Derivative of distance function on a Riemannian manifold.

You've almost completed the computation. The last step is noting that in normal coordinates the radial vector field $\frac{\partial}{\partial r}=\frac{x_i}{\sqrt{x_1^2+\dots+x_n^2}}\frac{\partial}{\partial x_i}$ is a has unit magnitude (because it is the velocity of a unit speed geodesic).
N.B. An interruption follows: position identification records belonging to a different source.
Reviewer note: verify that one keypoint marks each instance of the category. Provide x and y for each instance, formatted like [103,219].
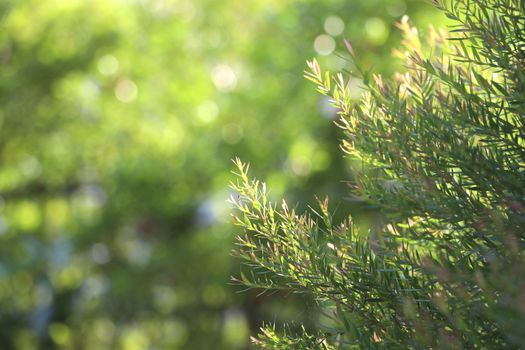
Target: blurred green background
[118,123]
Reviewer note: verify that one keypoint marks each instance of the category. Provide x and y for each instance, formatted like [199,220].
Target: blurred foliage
[118,121]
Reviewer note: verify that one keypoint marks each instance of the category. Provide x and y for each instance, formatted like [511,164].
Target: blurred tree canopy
[118,121]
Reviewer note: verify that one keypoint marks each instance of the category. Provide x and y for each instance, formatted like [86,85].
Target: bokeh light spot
[324,44]
[334,25]
[376,30]
[232,133]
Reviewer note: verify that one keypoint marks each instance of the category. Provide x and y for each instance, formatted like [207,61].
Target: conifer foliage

Thus, the second term in your expression $\frac{g^{ij}x_ix_j}{x_1^2+\dots+x_n^2}$ is equal to $1$.


Another more intuitive (and coordinate free) way to see this: Since $\psi (x) = \phi \left( \frac{d(x, p)}{r}\right)$, $$\nabla \psi = \phi' \left(\frac{d(x, p)}{r}\right) \cdot \frac{\nabla d}{r}$$

So it suffices to show that $|\nabla d|\le 1$. This follows from triangle inequality: Let $v\in T_xM$. Then $\gamma (t) = \exp_x (tv)$ is a curve on $M$ with $\gamma(0) = x$, $\gamma'(0) = v$. Then

\begin{align*} \langle \nabla d, v\rangle &= \frac{d}{dt} d(p, \gamma(t))\bigg|_{t=0} \\ &= \lim_{t\to 0} \frac{d(p, \gamma(t)) - d(p, x)}{t} \end{align*}

Since by triangle inequality, $$\left|\frac{d(p, \gamma(t)) - d(p, x)}{t}\right| \le \frac{d(x, \gamma(t))}{|t|} = \frac{|t|\| v\|}{|t|} = \|v\|$$

we have $$ |\langle \nabla d, v\rangle| \le \|v\|\Rightarrow |\nabla d| \le 1$$

(e.g. by picking $v = \nabla d$).

We use nothing but that the distance function $d(\cdot, p)$ is Lipschitz with Lipschitz constant $1$. This already implies that the gradient is $\le 1$.